There are three key cycles to consider and, if you can align them all, then you should get an exceptional price for your business.
The three key cycles are:
Market conditions are arguably the most important factor. Sell on the up. If markets are contracting, confidence dips and rather than dropping prices many trade buyers will simply not make acquisitions at all. So you need to keep an eye on market conditions; both the macro-economic indicators (interest rates, stock markets, etc.) as well as technology sector indicators and M&A trends.
The market has recovered strongly from the wobbles of 2002/3 and deal volumes and values continue to grow. Conditions are currently as good as they have been since the top of the last market peak in early 2001. The last cycle was also led by technology companies. This time there has been a more widespread recovery. Although some headline grabbing deals are back, the bulk of deals have been backed by solid cash flows and profits.
Trade buyers want to buy growth. The more you can demonstrate that your business has grown and will continue to grow, then the more the buyer will pay. The key here is demonstrating that you have consistently grown profitably and generated cash flow, yet left enough growth on the table for the buyer. They are buying the ability to generate future cash flow and need therefore to buy into your “growth story”. Consistency of earnings is also important; a lumpy earnings pattern is very difficult to value and puts off acquirers.

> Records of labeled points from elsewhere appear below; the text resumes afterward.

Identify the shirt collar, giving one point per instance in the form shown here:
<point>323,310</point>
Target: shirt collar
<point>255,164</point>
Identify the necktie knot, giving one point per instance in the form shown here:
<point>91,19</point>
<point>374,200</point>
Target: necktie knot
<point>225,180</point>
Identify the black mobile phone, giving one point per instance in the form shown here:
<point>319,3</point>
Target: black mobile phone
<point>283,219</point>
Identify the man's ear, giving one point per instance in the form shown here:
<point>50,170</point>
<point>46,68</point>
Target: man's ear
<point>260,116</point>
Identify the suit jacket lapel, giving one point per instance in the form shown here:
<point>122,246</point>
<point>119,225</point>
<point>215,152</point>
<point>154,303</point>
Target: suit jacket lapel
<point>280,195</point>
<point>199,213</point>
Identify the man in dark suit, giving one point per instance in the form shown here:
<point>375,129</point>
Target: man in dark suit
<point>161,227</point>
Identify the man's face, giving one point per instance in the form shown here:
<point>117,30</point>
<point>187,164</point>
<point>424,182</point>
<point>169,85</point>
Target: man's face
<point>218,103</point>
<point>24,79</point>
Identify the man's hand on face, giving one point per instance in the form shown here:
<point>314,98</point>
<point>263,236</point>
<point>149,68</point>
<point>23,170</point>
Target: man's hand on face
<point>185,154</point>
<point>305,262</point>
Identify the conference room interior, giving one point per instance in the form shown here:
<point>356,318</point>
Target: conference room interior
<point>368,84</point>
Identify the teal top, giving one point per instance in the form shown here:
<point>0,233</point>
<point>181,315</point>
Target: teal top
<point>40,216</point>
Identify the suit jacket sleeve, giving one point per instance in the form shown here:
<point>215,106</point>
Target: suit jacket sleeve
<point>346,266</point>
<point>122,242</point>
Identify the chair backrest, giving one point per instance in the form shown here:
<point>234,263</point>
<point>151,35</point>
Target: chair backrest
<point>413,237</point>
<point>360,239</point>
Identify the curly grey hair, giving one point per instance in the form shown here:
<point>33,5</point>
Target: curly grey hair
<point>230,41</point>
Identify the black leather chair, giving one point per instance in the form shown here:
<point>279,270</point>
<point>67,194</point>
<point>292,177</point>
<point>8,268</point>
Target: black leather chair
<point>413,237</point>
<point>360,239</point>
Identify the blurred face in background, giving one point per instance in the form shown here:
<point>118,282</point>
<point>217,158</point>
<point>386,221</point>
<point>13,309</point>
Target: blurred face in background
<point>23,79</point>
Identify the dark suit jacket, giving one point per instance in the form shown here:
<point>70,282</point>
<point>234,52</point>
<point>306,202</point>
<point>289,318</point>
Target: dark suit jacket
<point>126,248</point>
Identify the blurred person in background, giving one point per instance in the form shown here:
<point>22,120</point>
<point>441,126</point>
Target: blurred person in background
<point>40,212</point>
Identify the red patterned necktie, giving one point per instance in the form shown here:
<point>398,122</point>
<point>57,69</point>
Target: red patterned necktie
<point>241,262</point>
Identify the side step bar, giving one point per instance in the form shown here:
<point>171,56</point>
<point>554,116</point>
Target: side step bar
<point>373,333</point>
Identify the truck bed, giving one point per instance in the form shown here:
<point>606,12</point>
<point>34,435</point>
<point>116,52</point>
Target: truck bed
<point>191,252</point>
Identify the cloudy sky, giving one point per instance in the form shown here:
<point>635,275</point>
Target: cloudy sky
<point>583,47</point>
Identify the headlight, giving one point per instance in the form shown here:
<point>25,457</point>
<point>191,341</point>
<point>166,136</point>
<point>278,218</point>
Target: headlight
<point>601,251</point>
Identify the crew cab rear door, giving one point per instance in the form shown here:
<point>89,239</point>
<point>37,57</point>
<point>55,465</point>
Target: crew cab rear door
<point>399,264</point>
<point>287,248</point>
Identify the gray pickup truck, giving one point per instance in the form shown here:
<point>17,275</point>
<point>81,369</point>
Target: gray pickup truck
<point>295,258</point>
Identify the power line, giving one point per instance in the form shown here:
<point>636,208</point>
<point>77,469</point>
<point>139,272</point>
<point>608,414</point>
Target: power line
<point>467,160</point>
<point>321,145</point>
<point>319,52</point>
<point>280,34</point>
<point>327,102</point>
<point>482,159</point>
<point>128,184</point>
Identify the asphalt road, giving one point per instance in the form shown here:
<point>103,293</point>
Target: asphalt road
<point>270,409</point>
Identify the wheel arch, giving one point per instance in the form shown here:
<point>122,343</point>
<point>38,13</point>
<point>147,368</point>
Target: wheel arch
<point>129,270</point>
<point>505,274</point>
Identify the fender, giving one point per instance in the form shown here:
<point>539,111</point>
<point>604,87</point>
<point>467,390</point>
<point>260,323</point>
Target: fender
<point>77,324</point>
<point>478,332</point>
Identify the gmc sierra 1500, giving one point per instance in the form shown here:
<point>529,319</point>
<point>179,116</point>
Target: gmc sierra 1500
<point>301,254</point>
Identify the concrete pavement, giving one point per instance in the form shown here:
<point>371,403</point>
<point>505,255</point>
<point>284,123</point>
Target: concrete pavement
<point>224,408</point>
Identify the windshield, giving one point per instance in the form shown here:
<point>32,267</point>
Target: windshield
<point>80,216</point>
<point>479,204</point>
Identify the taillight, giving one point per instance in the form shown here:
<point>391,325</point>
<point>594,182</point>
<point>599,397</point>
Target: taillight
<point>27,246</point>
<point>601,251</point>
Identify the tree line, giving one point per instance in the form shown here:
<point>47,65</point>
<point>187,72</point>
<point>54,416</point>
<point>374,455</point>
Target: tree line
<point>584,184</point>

Private businesses will face individual shareholder pressures to realise shareholder value. It may be because a VC or business angel needs to realise their investment in a given period or because of other factors such as retirement, disagreement or most commonly boredom by longer term owner-managers. If these factors can be managed to align with the Market and Company cycles then it will clearly be to the benefit of all shareholders. Another key point is that owner-managed businesses actually need to be sold before you want to exit the business. With your commitment for at least a reasonable handover period it inevitably lowers the risk for the buyer, benefiting price.
Other factors affecting timing
Despite your best plans, the timing of deals can be de-railed or scuppered by any number of factors outside your control such as: stock market crashes, 9/11, political events. In fact your chosen purchaser may, themselves, get taken over.
In many cases there is little you can do to affect these issues. However, the most common reason for deal failure is a change in business performance. It takes six months to sell a company. So you need to keep focused on managing the business and stay out of the car showrooms, property exhibitions and boatyards, at least until after the deal is done!